Founded in 1978 in Florence, Probios, based in Florence and now present in 43 markets worldwide, can be considered one of the pioneers of organic farming in Italy: it began producing without the use of pesticides even before the industry was regulated by a specific standard.
Nowadays, it has specialised in healthy free-from and protein-organic products, made from raw materials that are mainly Italian. Renato Calabrese, CEO of Probios and board member of Assobio, gives us an insight into the company’s strategies.
– This year you celebrate 45 years of activity. How can you assess your experience?
Probios was founded with the aim of making health-beneficial organic food available to a wider number of people. Over time, in order to pick up on new consumer trends to please consumers with specific dietary needs, we began to specialise in gluten-free, low-sugar, high-protein and, in general, clean-label foods with the minimum possible number of ingredients. We are now the main Italian player that is able to combine organic production with these health values.
– Which sales channels do you use to sell your products and how important is your presence abroad?
Probios products are sold via several channels. We naturally started out in specialised shops. Then we entered the pharmacy sector, because there was a growing demand for gluten-free products, which we already had in our catalogue.
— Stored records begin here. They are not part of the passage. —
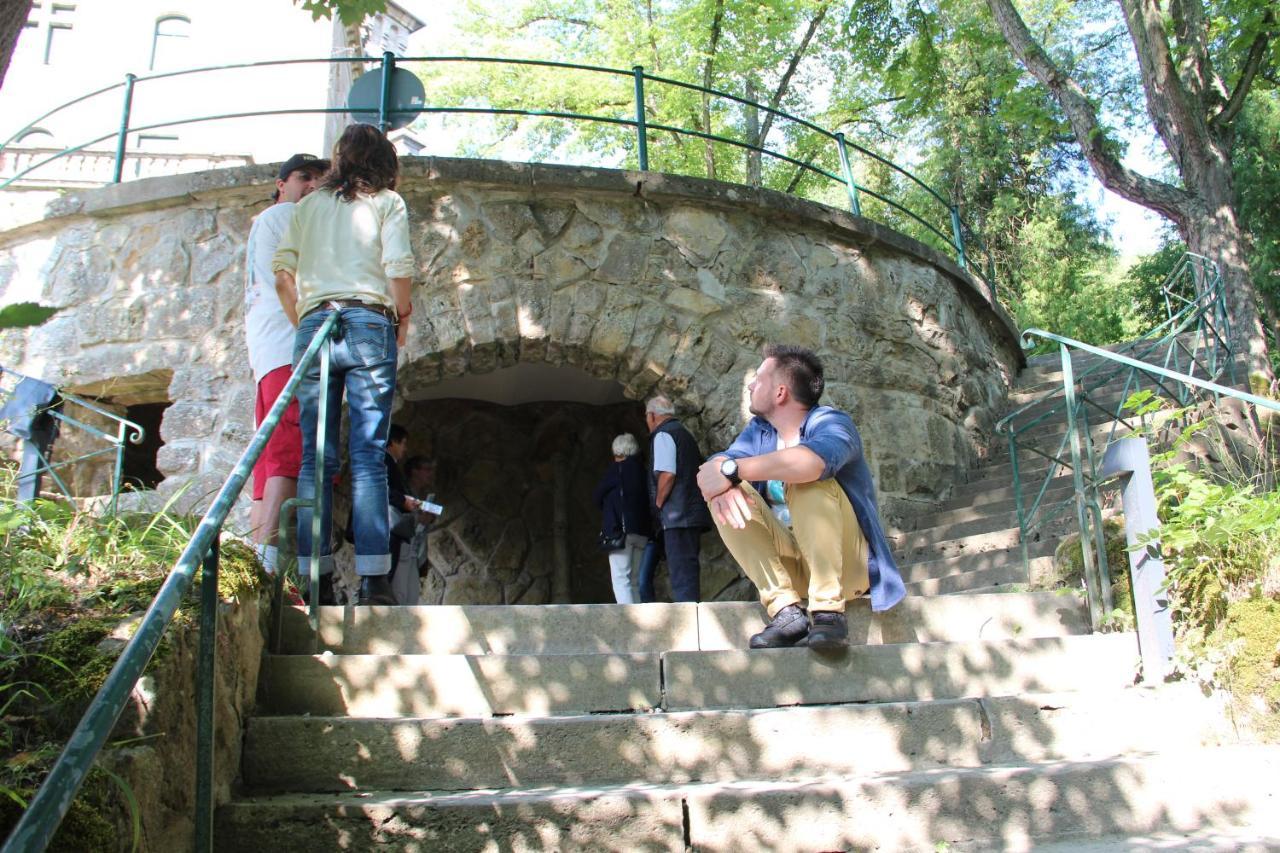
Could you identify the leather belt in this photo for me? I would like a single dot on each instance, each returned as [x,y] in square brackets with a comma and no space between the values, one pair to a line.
[369,306]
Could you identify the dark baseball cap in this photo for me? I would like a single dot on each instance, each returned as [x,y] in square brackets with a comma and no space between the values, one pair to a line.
[302,162]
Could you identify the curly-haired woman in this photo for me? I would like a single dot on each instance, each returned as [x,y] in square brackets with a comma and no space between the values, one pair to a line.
[347,250]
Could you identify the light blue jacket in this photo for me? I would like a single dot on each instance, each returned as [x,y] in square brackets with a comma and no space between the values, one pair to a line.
[831,434]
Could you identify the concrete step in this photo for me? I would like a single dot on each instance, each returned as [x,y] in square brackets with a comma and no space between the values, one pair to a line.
[919,619]
[906,673]
[1010,807]
[987,488]
[720,746]
[923,550]
[990,580]
[432,685]
[1041,555]
[972,511]
[624,629]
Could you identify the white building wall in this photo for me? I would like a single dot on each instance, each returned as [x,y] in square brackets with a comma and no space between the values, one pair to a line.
[110,37]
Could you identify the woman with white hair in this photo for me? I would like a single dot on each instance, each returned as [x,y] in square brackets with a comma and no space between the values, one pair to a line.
[624,500]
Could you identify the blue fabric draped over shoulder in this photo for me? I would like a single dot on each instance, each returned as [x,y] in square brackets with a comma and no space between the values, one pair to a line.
[831,434]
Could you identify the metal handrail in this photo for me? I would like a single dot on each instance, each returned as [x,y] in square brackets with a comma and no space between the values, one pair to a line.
[50,803]
[950,235]
[127,432]
[1203,315]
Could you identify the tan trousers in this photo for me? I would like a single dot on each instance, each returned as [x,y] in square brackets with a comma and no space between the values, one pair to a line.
[823,557]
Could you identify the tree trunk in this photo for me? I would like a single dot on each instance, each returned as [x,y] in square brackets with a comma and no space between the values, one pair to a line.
[1215,233]
[13,16]
[753,137]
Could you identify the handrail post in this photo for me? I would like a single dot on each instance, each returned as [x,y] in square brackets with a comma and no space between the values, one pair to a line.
[958,235]
[1018,501]
[385,92]
[120,141]
[1130,460]
[849,176]
[1091,584]
[205,688]
[641,129]
[318,502]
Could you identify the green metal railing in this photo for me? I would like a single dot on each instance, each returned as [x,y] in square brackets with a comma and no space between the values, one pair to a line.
[1180,360]
[126,433]
[941,226]
[50,803]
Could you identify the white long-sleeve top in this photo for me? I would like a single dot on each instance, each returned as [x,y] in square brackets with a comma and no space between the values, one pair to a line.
[346,250]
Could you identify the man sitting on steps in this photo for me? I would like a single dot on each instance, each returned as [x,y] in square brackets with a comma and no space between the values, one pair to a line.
[794,501]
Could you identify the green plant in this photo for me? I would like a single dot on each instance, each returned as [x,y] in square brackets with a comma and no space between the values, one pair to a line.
[1220,541]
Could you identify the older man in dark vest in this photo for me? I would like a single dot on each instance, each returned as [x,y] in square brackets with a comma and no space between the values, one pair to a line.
[675,495]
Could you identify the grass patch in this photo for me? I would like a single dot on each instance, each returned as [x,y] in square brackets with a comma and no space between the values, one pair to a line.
[69,600]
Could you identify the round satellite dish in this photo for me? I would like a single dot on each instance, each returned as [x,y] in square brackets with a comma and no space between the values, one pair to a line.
[403,99]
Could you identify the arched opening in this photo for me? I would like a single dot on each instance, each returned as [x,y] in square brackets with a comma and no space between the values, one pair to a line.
[517,455]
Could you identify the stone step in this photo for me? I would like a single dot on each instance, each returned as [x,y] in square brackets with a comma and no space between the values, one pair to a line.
[1041,556]
[983,579]
[918,619]
[905,673]
[624,629]
[973,511]
[986,488]
[1010,807]
[432,685]
[923,550]
[720,746]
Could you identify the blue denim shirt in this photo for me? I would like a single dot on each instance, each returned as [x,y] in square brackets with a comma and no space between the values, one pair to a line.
[831,434]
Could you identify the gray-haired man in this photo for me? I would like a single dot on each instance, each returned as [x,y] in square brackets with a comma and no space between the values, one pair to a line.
[673,491]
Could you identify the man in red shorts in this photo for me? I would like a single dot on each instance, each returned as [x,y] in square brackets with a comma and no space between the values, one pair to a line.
[269,336]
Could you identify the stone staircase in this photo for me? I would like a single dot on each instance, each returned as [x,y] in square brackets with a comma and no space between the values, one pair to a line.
[991,720]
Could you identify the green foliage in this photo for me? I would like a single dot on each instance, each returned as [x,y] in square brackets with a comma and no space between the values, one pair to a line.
[72,579]
[24,314]
[350,12]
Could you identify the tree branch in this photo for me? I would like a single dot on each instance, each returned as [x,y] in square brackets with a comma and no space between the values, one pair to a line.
[576,22]
[1248,73]
[791,69]
[1080,113]
[708,151]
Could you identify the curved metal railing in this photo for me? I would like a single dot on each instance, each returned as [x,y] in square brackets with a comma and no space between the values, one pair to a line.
[1180,360]
[45,811]
[940,224]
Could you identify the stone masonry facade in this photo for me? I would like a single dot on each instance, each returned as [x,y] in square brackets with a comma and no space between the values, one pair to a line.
[659,283]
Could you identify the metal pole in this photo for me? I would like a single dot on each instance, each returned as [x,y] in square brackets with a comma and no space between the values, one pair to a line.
[318,503]
[385,94]
[118,475]
[849,176]
[1130,460]
[205,687]
[1091,583]
[641,132]
[959,237]
[1018,502]
[122,140]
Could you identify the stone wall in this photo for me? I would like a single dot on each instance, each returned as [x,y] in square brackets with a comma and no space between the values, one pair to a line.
[656,282]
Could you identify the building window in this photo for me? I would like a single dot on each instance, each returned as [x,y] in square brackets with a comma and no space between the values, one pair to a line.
[168,41]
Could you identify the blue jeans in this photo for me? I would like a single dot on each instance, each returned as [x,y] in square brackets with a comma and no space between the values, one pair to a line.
[362,361]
We are now also in the large-scale retail trade and online: we sell our products both via our e-shop and via various specialised food or generalist marketplaces, such as Amazon. About 15% of our turnover (in 2022 Probios reached 26.5 mln euro) comes from exports. Moreover, we are also in the catering business, not directly but through distributors.
– What do you think about the progressive expansion of the available sales channels?
The democratisation process of organic food is natural. We have experienced it from the beginning, when products were only sold in specialised shops for a limited audience. These days, fortunately, organic is the prerogative of many families, who may also consume organic, but not exclusively.
– The Positive Food label was recently launched. Do you think it is applicable to organic products?
Personally, I am strongly in favour of operations that make the consumer’s choices clearer, but it is important to understand how these operations are carried out. There is already a distinction, even regulatory, between what comes from organic raw materials and what is conventional. On the other hand, today it is quite common to refer to conventional raw materials with claims such as “zero waste”, “from sustainable agriculture” or others. These are claims that can be confusing. This kind of operations must bear in mind the difference between organic and conventional, otherwise it risks increasing confusion.